齊藤ゆずか
8月某日、私は京都市京セラ美術館を訪れた。平安神宮や図書館・美術館などの文化施設が集まる岡崎エリアに位置し、よく晴れた休日の昼下がり、美術館の周囲は人でにぎわっている。
1933年に建てられ、現存する公立美術館の中ではもっとも古い建築だという。複数の企画展や常設展が同時開催されているが、2020年に大規模な改修を行い誕生した新館「東山キューブ」へ向かう。
光がよく差し込む館内をまっすぐ進むと、吹き抜けの開放的な中央ホールが現れる。温かみのある白色の壁と木の床が美しく、思わず立ち止まる。2階へと続く螺旋階段が存在感を放っている。ホールを抜けると、ガラス窓の向こうに日本庭園が見える。そこにそびえるのは、黄金に輝く巨大な彫刻作品。花をかたどった顔に笑みを浮かべて立つ親子の像で、東山キューブで開催中(9月1日で終了)の「村上隆 もののけ 京都」展で個展を開催中の作家・村上隆の「お花の親子」である。
展覧会には国内外から観客が訪れていた。黄金の背景を用いた作品が多く、そこへ村上版の「洛中洛外図」や、ポップでカラフル、不思議なキャラクターたちが描かれている。
大きな作品の前に立つと、全体を眺めることはできない。どこか一部を見てから、首を回したり離れたりして、他の部分の見え方を確かめる。ほかの人の肩越しに作品をのぞくこともある。まるで、突然空から舞い降りて来た物体に、おそるおそる対峙しているような感覚。遠くから見たときにはわからなかったけれど、一色に見えていたところに模様が入っている。円を重ねるようにして描かれた瞳の多くが左右非対称だ。発見するたびに、この展覧会という世界のことを少しずつわかっていく。
ところどころの作品に作家・村上隆のメッセージが残され、創作や展覧会への思いが読み取れる。作家が展示方法や構成に携わるのは、現代アートの個展ならでは。

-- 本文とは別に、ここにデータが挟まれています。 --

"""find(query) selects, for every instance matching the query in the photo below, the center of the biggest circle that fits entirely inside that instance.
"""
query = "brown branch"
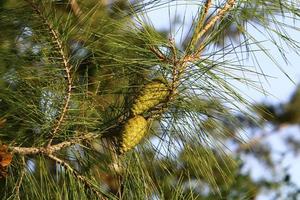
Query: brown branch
(19, 183)
(78, 176)
(220, 14)
(196, 35)
(66, 65)
(75, 8)
(53, 148)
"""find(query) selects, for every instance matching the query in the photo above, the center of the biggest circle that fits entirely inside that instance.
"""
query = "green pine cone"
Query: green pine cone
(150, 96)
(133, 132)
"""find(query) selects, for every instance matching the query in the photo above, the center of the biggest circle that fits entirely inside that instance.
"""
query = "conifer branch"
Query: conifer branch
(75, 8)
(53, 148)
(220, 14)
(67, 67)
(19, 183)
(196, 36)
(78, 176)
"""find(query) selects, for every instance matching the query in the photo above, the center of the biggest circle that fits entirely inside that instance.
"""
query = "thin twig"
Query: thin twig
(19, 183)
(66, 64)
(220, 14)
(78, 176)
(199, 25)
(53, 148)
(75, 8)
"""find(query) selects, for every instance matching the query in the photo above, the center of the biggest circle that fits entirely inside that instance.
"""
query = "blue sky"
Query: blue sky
(280, 86)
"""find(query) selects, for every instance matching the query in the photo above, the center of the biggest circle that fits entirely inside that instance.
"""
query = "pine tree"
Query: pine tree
(98, 104)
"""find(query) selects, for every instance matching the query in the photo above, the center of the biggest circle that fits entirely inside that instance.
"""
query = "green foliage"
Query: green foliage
(78, 80)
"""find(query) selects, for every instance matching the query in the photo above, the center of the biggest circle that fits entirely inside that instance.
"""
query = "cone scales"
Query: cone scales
(150, 96)
(133, 132)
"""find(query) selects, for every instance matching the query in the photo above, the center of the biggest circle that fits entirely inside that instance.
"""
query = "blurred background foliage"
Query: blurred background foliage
(194, 150)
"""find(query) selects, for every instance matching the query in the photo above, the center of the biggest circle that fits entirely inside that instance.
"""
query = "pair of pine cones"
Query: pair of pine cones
(136, 127)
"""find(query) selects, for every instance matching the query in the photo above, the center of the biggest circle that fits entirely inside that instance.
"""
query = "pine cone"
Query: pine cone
(132, 133)
(150, 96)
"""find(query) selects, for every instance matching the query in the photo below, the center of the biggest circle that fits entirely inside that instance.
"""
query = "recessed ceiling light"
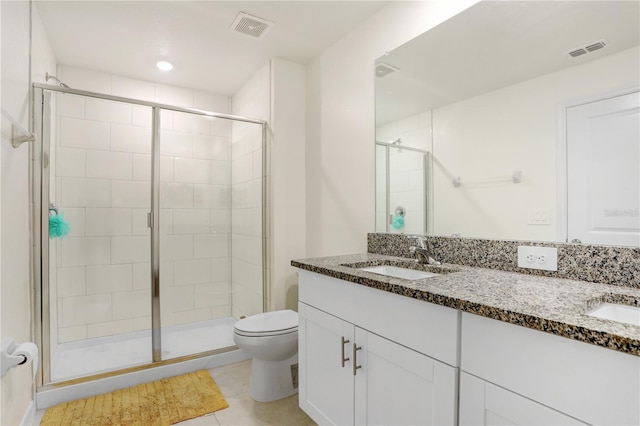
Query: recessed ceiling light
(164, 65)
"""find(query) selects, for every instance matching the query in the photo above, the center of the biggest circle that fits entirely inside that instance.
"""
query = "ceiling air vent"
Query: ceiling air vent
(583, 50)
(383, 70)
(251, 26)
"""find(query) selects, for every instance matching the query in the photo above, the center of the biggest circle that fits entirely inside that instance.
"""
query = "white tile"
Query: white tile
(132, 88)
(141, 116)
(139, 222)
(82, 79)
(136, 249)
(172, 95)
(166, 273)
(176, 247)
(190, 123)
(132, 304)
(72, 334)
(141, 276)
(220, 173)
(75, 218)
(211, 147)
(176, 195)
(177, 144)
(109, 165)
(142, 324)
(192, 271)
(130, 139)
(221, 270)
(75, 133)
(220, 221)
(211, 196)
(221, 127)
(84, 251)
(206, 246)
(166, 119)
(108, 111)
(71, 281)
(142, 168)
(191, 221)
(208, 295)
(70, 162)
(110, 328)
(177, 299)
(108, 278)
(212, 102)
(68, 105)
(130, 194)
(241, 169)
(86, 309)
(166, 169)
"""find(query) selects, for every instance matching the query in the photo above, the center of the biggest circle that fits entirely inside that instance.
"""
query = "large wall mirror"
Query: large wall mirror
(514, 120)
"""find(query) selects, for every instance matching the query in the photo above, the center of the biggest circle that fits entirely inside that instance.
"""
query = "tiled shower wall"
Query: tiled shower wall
(102, 185)
(406, 178)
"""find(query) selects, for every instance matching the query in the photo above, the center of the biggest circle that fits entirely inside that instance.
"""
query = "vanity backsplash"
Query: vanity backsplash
(593, 263)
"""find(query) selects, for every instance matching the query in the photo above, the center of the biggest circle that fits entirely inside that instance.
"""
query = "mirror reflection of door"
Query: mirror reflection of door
(603, 165)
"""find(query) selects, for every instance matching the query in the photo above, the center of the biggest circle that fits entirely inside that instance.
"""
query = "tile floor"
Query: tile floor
(233, 381)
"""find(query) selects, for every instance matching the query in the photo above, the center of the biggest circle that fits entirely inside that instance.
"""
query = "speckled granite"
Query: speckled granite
(552, 305)
(618, 266)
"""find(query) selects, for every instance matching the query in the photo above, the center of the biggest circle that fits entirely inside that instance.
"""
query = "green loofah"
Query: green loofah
(58, 227)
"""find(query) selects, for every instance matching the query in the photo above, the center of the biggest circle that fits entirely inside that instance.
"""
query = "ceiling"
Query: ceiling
(495, 44)
(129, 37)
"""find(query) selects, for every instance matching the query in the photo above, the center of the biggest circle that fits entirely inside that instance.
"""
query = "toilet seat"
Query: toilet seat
(268, 324)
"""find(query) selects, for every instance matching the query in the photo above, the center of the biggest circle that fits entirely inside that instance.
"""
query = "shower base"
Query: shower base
(93, 356)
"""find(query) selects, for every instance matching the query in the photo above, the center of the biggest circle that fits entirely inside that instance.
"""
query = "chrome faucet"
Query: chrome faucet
(421, 251)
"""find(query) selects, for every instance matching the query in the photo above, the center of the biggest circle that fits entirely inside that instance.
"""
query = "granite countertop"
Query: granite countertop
(553, 305)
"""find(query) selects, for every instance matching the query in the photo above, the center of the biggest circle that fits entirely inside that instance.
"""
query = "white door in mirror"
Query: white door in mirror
(545, 258)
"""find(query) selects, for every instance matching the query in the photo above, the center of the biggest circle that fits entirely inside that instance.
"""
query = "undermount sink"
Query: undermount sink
(615, 312)
(394, 271)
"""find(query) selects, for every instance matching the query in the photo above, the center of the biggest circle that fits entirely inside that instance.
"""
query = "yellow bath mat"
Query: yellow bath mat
(163, 402)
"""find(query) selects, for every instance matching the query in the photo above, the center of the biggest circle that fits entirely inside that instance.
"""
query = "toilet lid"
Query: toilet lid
(268, 324)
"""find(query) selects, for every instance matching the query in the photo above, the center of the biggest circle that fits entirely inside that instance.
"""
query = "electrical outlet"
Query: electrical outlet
(545, 258)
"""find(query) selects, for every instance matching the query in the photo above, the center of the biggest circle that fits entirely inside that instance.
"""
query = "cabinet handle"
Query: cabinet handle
(355, 359)
(342, 358)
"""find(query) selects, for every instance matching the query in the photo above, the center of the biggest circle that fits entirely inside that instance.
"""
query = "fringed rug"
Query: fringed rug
(163, 402)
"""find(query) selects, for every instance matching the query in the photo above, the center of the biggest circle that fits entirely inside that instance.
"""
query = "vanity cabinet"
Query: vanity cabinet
(354, 370)
(517, 375)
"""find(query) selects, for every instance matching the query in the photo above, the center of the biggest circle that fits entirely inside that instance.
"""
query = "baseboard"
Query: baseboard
(29, 415)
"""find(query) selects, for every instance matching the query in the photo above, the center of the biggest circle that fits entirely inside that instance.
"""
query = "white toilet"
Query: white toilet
(271, 339)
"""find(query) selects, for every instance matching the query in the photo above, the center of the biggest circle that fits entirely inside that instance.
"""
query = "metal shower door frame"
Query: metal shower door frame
(40, 187)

私が美術館に行くようになったのは、大学生になってからだった。最初は空間にぽつぽつと置かれた作品をどうたどれば良いのか戸惑っていた。どの作品の前でどのくらい立ち止まるのか、それぞれの作品をどこから眺めるのかは、観客に委ねられている。しかしそれは、読書で感じる自由にも似ている。自分の声が聞こえてくる。アートの世界を泳ぐことができる場所としての美術館に、ぜひ足を運んでみてほしい。
美術館情報

京都市京セラ美術館
京都市左京区岡崎円勝寺町124
開館時間●10:00~18:00
休館日●月曜日(祝・休日は開館)、12月28日~1月2日
鑑賞料金●企画展は展示ごとに異なる。コレクションルームは一般料金が京都市在住者は520円、市外在住者は730円。